SimpleStandardMBean.java in the Simple Security Example
The SimpleStandardMBean class defines the same straightforward MBean interface used in SimpleStandardMBean.java in the MBean Example.
SimpleStandard.java in the Simple Security Example
The SimpleStandard class defines the same straightforward MBean used in SimpleStandard.java in the MBean Example.
ClientListener.java in the Simple Security Example
The ClientListener class defines the same straightforward notification listener used in ClientListener.java in the MBean Example.
Client.java in the Simple Security Example
The Client.java class is shown in the following code example.
CODE EXAMPLE 13-2 RMI Connector Example (Simple Security) Class Client.java
public class Client {
public static void main(String[] args) {
try {
HashMap env = new HashMap();
String[] credentials = new String[] { "username" , "password" };
env.put("jmx.remote.credentials", credentials);
JMXServiceURL url = new JMXServiceURL(
"service:jmx:rmi:///jndi/rmi://localhost:9999/server");
JMXConnector jmxc = JMXConnectorFactory.connect(url, env);
MBeanServerConnection mbsc = jmxc.getMBeanServerConnection();
String domains[] = mbsc.getDomains();
for (int i = 0; i < domains.length; i++) {
System.out.println("Domain[" + i + "] = " + domains[i]);
}
ObjectName mbeanName =
new ObjectName("MBeans:type=SimpleStandard");
mbsc.createMBean("SimpleStandard", mbeanName, null, null);
// Perform MBean operations
[...]
mbsc.removeNotificationListener(mbeanName, listener);
mbsc.unregisterMBean(mbeanName);
jmxc.close();
} catch (Exception e) {
e.printStackTrace();
}
}
}
The Client class shown in this code example populates an environment
map env with a set of credentials, namely the username and
password expected by the Server.

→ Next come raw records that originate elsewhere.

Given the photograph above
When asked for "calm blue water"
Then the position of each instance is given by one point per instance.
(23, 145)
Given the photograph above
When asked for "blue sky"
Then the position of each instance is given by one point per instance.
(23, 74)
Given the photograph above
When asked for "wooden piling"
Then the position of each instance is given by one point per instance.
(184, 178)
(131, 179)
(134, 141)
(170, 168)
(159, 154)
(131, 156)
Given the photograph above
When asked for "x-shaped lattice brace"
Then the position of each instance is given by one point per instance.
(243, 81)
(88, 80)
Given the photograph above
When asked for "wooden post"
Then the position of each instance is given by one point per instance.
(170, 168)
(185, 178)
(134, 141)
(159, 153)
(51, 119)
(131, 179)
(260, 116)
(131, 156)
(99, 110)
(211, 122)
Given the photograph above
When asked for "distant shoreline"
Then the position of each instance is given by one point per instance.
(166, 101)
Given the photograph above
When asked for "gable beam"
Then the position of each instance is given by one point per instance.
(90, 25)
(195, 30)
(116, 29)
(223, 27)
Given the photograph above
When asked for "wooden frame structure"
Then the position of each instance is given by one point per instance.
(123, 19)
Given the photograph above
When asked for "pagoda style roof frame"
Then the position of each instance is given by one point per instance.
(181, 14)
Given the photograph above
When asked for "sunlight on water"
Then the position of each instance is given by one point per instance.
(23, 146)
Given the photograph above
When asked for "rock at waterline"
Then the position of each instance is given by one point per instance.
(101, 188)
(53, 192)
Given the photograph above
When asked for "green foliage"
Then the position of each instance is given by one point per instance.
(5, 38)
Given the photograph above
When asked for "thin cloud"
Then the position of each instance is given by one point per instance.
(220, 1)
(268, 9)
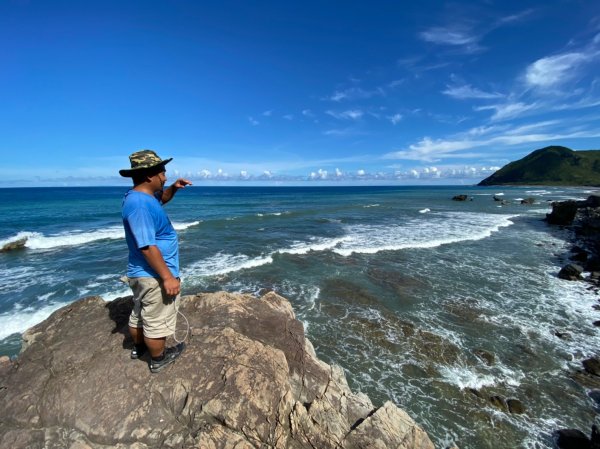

These credentials are
then given to an instance of JMXConnector named jmxc when
the service URL of the connector stub and the environment map are passed to
JMXConnectorFactory.connect(). Through jmxc, the
Client connects to the MBean server started by Server,
and performs MBean operations.
When the connection is established, the credentials supplied in the environment map env are sent to the server. The server then calls the authenticate() method of the JMXAuthenticator interface, passing the client credentials as parameters. The authenticate() method authenticates the client and returns a subject that contains the set of principals upon which the access control checks will be performed.
Running the RMI Connector Example With Simple Security
To run the RMI connector example with simple security, perform the following steps:
-
Run the RMI connector example:
$ javac mbeans/SimpleStandard.java \ mbeans/SimpleStandardMBean.java \ server/Server.java \ client/Client.java \ client/ClientListener.java - Start an RMI registry on port 9999 of the local host.
$ export CLASSPATH=server ; rmiregistry 9999 & - Start the
Server.$ java -classpath server:mbeans \ -Djavax.net.ssl.keyStore=config/keystore \ -Djavax.net.ssl.keyStorePassword=password \ Server &You will see confirmation of the creation of the MBean server and of the RMI connector.
- Start the
Client.$java -classpath client:server:mbeans \ -Djavax.net.ssl.trustStore=config/truststore \ -Djavax.net.ssl.trustStorePassword=trustword \ ClientYou will see confirmation of the creation of the connector client, the various MBean operations followed by the closure of the connection.
As you can see, all the above appears to proceed in exactly the same manner as the basic RMI connector example described in JMX Connectors. However, if you were to open password.properties and change the password, you would see a java.lang.SecurityException when you launched the Client, and the connection would fail.